I pause and let my eyes linger on Luke's face a second longer before they find their way back to the coffin again. I imagine Dad again, the way I had seen him as a child, tall and larger than life, the way he is now, lying dead in that coffin. I begin to speak again as the I feel that quiet, piercing regret surge through me, and my voice cracks for the first time since I began the eulogy.

"Dad wasn't perfect but I loved him. And I wasn't perfect but Dad loved me. And I'm sorry, Dad, I'm really, really sorry. I should have come and I didn't. I wish I could change it. I wish I could change a lot of things. But I can't and I hope you can forgive me and be at peace, wherever you are." My eyes sting a bit but I don't cry and I close my eyes in prayer. "Amen," I say and silently leave the platform with no further ending. As the pastor begins to speak again, I notice a good deal of the crowd is silent, looking more perplexed than moved, but everyone in my family is crying, except, of course, Mom.

I decide that getting my throat ripped out isn't on my list of things to do and go to stand by Luke instead, who is swallow reflexively, as if working very hard on not letting any more tears fall out. I pretend to look at the ground while surreptiously glancing at him out of the corner of my eye, and ask, "You okay, man?"

"Yeah," he says. "Yeah, I'll be okay." He laughs a dry laugh that you can somehow still hear his tears in. "That was some eulogy."

"Well, I always was one hell of a public speaker."
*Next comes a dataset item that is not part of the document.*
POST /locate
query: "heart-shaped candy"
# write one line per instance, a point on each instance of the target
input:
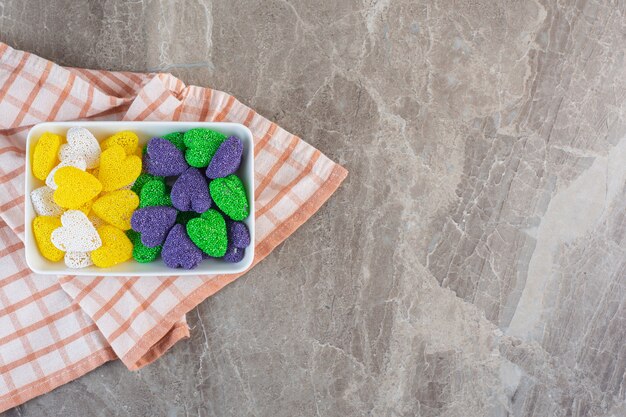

Luke laughs again and he rubs his eyes vigorously. He looks at me, then down at the ground and says quietly, "I missed you, man."

"I missed you, too," I say and hug him, abandoning any false pretense of "manly appearances". We hold there for a second and then Luke steps back, seeming worried.

"Does it seem wrong to you that Dad had to die for us to talk to each other again?" Luke asks me. I immediately shake my head.

"No. I think Dad would be happy. His death wasn't useless, or, at least, he wouldn't have considered it to be so. He used to worry that his death would mean nothing, that it would be just some inconsequential thing."

"I didn't know that."

"It was just this thing I remember," I say. "It's not important."

We stand silently together for awhile while the minister finishes up the ceremony. I know that things aren't perfect between us again but I think that's okay. That was the whole point of the eulogy, after all. Love isn't about perfection.

The ceremony winds down and slowly people begin to drop flowers on Dad's coffin. I'm not the first or the last to drop my own rose. I just walk up and let them go. "I love you, Dad," I tell him and hope that he can hear somewhere, wherever he actually is.

Never crying and not speaking, I leave the cemetery and Dad's body behind.